Smart TVs in danger: what users risk

The Federal Bureau of Investigation has issued some advice to protect smart TVs, increasingly at the center of the "special attentions" of hackers

If even the home TV is smart, and is connected to the network, then it can be attacked by a hacker. That's what the FBI reminds us, and they've put together a short (and, to tell the truth, quite banal) guide to protecting smart TVs.

The principle from which the FBI starts is clear and simple: smart TVs are connected to the Internet and have a processor and a certain amount of memory inside them. It is possible to download apps for smart TVs, which behave similarly to those for smartphones. In addition, many recent smart TVs even have Android built in. In terms of cybersecurity, then, very little changes between a smart TV and a smartphone: both are remotely attackable by a hacker, even through the use of viruses and malware of various kinds. That's why it is necessary to protect them, as much as we have to protect our cell phones.

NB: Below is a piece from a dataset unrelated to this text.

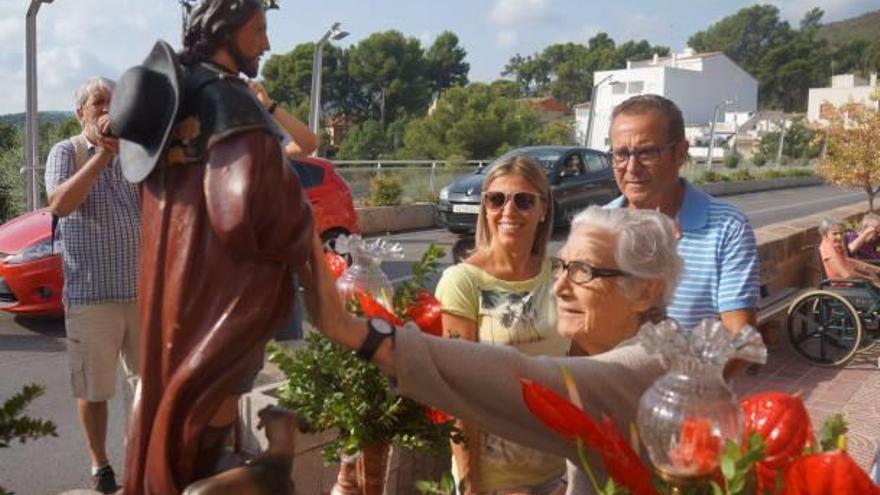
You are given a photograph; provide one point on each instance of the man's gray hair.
(645, 245)
(829, 224)
(89, 88)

Smart TVs in danger: the FBI's advice

If the FBI's diagnosis is more than correct and unexceptionable, what seems a bit too bland are the recommendations that derive from the diagnosis. The FBI recommends checking what features are actually built into the smart TV and how to control them. It recommends to modify the basic settings of the device, providing to change immediately the default password with a personalized one. It advises to check the reliability of the manufacturer and its ability to quickly update the device when necessary. Still the FBI also recommends to read well the privacy policy of the manufacturer and of the streaming services we use. Finally, the FBI recommends to deactivate the frontal camera of the smart Tv or, if it is not possible to do it, to cover it with adhesive tape.

Smart Tv in danger: Libero's advices

The FBI advices are just the minimum essential to protect a smart Tv at the threshold of 2020. For a really effective protection, however, we need to check one by one the apps we have installed and the permissions we have granted them. And, since it's not always possible to do so, the real advice is to install only the essential apps. And, among them, there is definitely an antivirus app. Yes, there are also antivirus apps for smart TV: some manufacturers integrate them directly into the device's operating system, otherwise there are smart TV versions of the most popular antivirus apps for PCs and smartphones.